The RBA is conscious of the fact that significant income tax cuts will be delivered midyear and that they target low- and middle-income earners, who are more likely to spend added income than save it.
The government has already signalled its plans to spend in the area of subsidies for local manufacturing, including for the production of solar panels.
In addition, the budget will focus on business tax incentives, increased defence spending, funding for domestic violence support, changes to student debt policy and infrastructure.
Chalmers has played down the risk over the budget stoking the flames of inflation.
“It will be a responsible budget, a restrained budget, and it will maintain our focus on that inflation fight,” he said Thursday in a radio interview.
“There will be help for people with the cost of living, but we’ll make sure that that cost-of-living help is part of the solution and not part of the problem when it comes to inflation,” he added.

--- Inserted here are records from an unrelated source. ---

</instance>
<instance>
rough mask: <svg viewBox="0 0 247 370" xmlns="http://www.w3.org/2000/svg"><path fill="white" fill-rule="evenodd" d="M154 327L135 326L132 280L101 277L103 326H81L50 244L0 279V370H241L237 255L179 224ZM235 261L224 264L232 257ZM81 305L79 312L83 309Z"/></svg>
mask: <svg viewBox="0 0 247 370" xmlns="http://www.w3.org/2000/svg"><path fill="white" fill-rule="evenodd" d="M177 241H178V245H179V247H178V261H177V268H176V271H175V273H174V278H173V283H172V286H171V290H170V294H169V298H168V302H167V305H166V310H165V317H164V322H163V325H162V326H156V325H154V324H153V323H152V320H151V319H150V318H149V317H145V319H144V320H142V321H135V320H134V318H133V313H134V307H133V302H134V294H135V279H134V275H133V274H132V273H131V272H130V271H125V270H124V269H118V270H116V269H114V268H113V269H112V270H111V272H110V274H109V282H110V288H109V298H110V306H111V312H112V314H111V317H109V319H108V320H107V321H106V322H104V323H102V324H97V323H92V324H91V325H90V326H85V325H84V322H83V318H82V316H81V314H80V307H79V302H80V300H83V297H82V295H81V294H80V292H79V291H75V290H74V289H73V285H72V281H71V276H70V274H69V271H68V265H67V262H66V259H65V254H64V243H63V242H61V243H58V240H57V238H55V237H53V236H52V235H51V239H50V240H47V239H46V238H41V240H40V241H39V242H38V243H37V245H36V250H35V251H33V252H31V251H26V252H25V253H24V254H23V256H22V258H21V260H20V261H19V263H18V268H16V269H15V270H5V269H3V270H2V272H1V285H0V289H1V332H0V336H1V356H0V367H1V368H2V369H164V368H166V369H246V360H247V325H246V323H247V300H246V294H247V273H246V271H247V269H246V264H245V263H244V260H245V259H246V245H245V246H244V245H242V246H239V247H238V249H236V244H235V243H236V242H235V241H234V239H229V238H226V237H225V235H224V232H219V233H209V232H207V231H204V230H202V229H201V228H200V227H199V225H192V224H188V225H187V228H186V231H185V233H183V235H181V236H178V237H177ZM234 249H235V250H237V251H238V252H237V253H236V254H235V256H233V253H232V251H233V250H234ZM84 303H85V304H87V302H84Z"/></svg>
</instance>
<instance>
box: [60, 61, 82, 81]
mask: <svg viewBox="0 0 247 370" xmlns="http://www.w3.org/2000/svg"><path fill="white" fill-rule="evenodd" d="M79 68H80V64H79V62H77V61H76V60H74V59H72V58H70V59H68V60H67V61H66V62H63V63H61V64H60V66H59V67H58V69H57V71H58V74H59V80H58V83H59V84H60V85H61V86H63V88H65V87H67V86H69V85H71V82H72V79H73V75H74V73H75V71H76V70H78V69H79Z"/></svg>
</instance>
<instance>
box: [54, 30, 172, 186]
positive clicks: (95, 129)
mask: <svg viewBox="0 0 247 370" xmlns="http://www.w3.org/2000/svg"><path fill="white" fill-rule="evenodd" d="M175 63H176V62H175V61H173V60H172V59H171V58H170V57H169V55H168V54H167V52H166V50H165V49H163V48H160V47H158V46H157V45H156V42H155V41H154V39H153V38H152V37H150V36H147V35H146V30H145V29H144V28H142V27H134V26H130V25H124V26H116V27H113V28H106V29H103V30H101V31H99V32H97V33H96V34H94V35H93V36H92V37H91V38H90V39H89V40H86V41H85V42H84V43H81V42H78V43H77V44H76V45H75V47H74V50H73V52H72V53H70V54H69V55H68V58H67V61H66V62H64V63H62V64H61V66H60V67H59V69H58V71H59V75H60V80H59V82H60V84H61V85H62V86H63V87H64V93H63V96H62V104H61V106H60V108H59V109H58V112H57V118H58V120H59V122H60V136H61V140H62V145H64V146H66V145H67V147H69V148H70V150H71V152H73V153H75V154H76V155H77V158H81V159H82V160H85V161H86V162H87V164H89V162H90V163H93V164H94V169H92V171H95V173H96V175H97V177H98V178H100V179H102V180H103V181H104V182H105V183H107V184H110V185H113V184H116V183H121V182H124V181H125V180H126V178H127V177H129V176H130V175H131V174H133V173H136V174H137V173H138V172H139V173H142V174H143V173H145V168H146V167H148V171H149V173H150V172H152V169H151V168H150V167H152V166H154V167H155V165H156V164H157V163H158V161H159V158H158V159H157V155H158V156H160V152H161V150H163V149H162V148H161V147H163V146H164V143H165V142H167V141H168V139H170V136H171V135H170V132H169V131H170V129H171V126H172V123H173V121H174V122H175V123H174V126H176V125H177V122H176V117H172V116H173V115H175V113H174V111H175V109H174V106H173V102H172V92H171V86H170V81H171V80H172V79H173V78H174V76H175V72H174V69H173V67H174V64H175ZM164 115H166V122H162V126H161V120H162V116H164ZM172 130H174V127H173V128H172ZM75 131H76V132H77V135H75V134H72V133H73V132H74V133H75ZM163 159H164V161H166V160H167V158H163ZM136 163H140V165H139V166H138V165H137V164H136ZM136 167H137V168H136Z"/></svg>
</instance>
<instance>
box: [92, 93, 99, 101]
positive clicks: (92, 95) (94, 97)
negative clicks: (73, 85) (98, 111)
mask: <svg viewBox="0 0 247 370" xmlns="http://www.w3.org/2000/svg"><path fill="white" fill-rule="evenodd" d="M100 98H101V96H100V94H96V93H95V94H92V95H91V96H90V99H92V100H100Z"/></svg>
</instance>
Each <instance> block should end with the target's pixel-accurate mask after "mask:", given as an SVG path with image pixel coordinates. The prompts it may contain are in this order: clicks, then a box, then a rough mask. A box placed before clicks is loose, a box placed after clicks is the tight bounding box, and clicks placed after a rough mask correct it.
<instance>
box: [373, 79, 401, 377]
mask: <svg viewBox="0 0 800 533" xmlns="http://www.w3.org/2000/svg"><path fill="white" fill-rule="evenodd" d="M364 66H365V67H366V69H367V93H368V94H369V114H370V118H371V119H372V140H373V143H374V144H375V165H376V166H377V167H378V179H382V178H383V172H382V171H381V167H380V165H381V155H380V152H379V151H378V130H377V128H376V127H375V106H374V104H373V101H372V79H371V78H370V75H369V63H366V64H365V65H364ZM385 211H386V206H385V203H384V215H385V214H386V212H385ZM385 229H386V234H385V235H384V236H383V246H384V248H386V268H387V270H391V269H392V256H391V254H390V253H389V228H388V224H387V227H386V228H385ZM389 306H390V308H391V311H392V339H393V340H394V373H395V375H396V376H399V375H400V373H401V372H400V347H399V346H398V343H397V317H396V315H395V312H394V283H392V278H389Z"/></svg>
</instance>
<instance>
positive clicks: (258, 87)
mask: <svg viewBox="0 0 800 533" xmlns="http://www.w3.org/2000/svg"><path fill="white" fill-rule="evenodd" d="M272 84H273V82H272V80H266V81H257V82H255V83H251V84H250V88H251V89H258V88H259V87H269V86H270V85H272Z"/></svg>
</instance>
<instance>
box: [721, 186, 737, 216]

A risk that the RBA will also be alert to is the probability that the government will hold back some of its revenue gains to support added spending closer to the election.
Josh Williamson , chief economist at Citi Australia, said Chalmers will likely push new spending into the future to avoid overheating the economy now.
“The government does not want to be seen promoting policies that add to the risk of further policy tightening,” he said.
This suggests that new spending will be pushed into the government’s forward budgetary projections, while measures that directly reduce inflation could be announced virtually immediately, Williamson added.